The model can be expressed simply as follows: given an observation of a variable x, assume that variation, scaled by a standard deviation S(x), is Normally distributed about x.
standard error interval for x, (e–, e+) = x ± zα/2.S(x),(1)
where zα/2 is the two-tailed standard Normal deviate for an error level α.1 For the purposes of computing an interval, α is constant (say, 0.01 or 0.05), so zα/2 is treated as a constant.
This standard deviation term may measure the variation of observed values within a sample, within-sample standard deviation, s(x). Here the interval models the scatter (‘reference range’) of the values observed within a sample.
However, inferential statistics concerns the sampling of an observation x from a population with true value X. Here we are interested in the standard deviation of sample means. In plain English, we identify a standardised estimate of the variability of observed averages (means) when they are sampled. Such a mean might be Real (e.g. the mean pitch of n utterances), Interval (the mean length of n phrases), or Binomial (the proportion of n clauses, phrases or words with a particular feature). In this paper we will focus on Binomial intervals predicting a population proportion P. These intervals have the greatest utility to linguists. Binomial proportions may represent linguistic alternation rates, or observed rates derived from multiple choices, such as semasiological shares (Wallis 2021a: 77) or standardised type-token ratios.
Engaging a mathematical model relies on making assumptions (requirements) that the data conforms to certain parameters. In the case of the Binomial model, these include (i) sampled instances should be drawn independently and randomly from the population, and (ii) instances must be free to vary, so that proportions (rates) can range from 0 to 100%. We also assume (iii) that the population is infinite, or much larger than the sample.2
Equation (1) above assumes that the probability distribution function of the error is Normal (Gaussian) and symmetric. For small Real or Interval samples, zα/2 is replaced by the equivalent critical value of the (symmetric) t-distribution.

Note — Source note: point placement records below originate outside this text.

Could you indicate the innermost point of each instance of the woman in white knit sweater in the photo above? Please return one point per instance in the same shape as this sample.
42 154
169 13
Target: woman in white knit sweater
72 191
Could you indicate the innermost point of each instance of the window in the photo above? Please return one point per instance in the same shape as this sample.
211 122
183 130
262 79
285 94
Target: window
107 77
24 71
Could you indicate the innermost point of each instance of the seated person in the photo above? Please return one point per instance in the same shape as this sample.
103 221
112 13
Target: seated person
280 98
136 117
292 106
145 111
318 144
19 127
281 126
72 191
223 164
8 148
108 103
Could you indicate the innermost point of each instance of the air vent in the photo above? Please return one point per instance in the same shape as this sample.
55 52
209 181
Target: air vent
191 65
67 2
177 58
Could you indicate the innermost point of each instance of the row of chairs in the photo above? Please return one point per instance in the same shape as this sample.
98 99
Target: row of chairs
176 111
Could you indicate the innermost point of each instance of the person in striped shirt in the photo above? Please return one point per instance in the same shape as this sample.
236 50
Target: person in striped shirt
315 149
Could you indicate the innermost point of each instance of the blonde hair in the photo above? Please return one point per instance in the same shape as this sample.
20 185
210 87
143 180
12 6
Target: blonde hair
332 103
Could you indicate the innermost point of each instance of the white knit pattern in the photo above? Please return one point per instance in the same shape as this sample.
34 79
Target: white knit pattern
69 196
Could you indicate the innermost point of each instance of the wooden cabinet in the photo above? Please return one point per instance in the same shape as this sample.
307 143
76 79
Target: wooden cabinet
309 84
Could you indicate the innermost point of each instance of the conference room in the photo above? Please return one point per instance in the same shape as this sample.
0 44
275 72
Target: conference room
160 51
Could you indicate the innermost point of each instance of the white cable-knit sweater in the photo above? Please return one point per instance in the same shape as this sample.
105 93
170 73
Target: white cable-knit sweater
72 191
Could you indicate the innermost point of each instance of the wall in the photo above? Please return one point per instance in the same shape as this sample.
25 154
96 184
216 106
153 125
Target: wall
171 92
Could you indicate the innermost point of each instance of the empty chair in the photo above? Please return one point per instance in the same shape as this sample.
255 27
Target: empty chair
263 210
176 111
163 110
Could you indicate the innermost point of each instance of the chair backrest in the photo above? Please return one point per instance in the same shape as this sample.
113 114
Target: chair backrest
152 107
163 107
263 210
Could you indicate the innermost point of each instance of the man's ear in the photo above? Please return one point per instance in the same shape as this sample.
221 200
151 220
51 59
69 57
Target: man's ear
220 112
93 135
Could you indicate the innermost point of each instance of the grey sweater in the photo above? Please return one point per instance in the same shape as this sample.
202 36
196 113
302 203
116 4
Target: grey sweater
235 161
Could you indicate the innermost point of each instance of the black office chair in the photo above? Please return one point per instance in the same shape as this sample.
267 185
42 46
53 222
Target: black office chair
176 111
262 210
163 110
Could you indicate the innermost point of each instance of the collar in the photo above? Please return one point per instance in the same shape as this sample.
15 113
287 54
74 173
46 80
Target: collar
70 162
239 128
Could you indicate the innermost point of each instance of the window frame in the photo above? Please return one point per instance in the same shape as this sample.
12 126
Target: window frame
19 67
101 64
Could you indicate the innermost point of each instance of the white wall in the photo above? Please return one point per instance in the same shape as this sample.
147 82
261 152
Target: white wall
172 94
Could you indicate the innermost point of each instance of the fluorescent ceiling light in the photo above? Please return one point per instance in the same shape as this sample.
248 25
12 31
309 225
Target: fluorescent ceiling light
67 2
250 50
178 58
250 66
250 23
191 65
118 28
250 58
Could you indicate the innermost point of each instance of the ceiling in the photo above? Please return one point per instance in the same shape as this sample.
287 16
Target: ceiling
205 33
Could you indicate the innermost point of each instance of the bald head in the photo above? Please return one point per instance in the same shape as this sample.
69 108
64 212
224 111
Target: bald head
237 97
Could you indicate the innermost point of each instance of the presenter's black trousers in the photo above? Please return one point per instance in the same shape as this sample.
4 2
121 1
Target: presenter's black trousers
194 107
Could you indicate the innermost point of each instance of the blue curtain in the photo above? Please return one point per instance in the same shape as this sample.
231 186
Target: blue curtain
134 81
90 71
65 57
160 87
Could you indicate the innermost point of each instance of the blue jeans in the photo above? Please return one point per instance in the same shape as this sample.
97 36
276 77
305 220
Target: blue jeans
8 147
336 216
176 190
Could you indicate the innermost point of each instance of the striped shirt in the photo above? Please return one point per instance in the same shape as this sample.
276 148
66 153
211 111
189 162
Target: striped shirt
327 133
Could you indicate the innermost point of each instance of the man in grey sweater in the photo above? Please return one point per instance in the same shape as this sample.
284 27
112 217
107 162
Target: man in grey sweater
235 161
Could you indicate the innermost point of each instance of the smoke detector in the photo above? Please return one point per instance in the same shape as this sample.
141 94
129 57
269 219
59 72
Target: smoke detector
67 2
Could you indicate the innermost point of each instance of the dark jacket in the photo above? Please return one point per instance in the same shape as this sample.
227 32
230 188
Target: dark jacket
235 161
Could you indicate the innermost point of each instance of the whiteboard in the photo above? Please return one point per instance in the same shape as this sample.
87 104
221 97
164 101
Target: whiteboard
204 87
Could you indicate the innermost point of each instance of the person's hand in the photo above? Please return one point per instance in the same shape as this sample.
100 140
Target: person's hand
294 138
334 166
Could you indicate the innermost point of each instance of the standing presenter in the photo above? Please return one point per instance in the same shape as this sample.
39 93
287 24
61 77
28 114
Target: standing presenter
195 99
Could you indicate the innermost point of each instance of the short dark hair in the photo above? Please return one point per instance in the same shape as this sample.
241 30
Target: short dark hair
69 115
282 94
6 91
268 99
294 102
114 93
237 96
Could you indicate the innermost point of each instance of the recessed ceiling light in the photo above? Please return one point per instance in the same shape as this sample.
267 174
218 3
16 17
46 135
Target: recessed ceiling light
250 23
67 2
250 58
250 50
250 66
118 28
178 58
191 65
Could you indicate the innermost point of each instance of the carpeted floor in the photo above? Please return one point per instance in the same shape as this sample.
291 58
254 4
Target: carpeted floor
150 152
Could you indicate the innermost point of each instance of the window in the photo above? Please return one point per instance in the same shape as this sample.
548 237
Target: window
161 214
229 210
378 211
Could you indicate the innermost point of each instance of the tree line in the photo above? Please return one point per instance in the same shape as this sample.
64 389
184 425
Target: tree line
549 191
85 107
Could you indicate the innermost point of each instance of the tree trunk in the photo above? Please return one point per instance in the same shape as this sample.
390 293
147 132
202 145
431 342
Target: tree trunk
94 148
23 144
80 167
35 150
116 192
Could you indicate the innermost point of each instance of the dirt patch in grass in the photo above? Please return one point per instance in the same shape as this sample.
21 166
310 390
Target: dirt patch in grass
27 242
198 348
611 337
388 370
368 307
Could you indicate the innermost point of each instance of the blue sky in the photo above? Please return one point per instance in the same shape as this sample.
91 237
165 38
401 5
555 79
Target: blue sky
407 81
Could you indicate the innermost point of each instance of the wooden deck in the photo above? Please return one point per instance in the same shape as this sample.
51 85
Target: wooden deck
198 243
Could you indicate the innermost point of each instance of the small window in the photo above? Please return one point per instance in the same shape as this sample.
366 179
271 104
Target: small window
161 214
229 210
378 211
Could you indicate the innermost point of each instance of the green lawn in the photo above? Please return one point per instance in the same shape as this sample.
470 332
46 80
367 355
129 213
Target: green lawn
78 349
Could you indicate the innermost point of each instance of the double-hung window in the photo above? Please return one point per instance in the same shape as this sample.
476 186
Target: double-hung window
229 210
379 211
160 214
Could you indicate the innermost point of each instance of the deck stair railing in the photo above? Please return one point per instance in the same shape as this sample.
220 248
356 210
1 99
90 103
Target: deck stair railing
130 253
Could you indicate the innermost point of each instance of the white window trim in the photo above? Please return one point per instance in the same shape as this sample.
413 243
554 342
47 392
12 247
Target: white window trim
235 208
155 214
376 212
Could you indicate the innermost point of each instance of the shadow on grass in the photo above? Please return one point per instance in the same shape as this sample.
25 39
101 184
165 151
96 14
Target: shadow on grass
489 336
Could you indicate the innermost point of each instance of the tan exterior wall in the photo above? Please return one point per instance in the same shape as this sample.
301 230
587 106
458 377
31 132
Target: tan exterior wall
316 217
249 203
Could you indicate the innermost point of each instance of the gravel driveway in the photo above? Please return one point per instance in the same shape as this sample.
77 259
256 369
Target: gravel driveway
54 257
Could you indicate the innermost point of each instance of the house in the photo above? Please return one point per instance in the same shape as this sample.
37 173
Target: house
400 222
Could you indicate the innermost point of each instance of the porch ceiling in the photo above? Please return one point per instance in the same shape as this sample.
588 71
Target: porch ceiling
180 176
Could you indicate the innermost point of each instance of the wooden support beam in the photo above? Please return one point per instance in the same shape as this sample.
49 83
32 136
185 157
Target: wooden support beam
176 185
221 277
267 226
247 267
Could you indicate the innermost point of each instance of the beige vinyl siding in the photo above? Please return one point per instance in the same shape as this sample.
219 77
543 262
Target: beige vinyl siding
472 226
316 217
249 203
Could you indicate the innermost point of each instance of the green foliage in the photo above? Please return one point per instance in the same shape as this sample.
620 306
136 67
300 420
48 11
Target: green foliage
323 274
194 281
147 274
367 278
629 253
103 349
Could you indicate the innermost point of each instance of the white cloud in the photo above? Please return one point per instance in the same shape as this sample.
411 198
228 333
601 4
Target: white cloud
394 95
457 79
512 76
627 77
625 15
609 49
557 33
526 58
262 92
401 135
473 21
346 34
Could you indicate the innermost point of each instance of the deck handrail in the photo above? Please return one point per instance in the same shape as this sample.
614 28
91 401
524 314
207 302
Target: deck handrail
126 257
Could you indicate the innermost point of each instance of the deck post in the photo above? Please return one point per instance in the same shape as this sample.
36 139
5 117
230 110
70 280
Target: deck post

However, a symmetric interval is incompatible with bounded variables. Suppose x is an observed Binomial proportion, p. This property is bounded by the probabilistic scale P = [0, 1]. According to the standard error model, the desired confidence interval is p ∈ (p–, p+) = p ± zα/2.S(p).
However, phenomena that linguists study are often rare. For example, the word somebody in the written component of the British Component of the International Corpus of English (ICE-GB, Nelson, Wallis and Aarts 2002) is infrequent (4 cases in 423,581 words), but its alternate, someone, is less so (82 cases). Written data is subdivided into print and non-print sources. In the non-printed subcorpus (Table 1), we find zero examples of somebody, i.e., p = 0.
| written | somebody f | someone | total n | proportion p |
| non-printed | 0 | 24 | 24 | 0.0000 |
| printed | 4 | 58 | 62 | 0.0645 |
Table 1. Alternation of somebody/someone, printed and non-printed ICE-GB subcorpora.
One of the following statements must be true.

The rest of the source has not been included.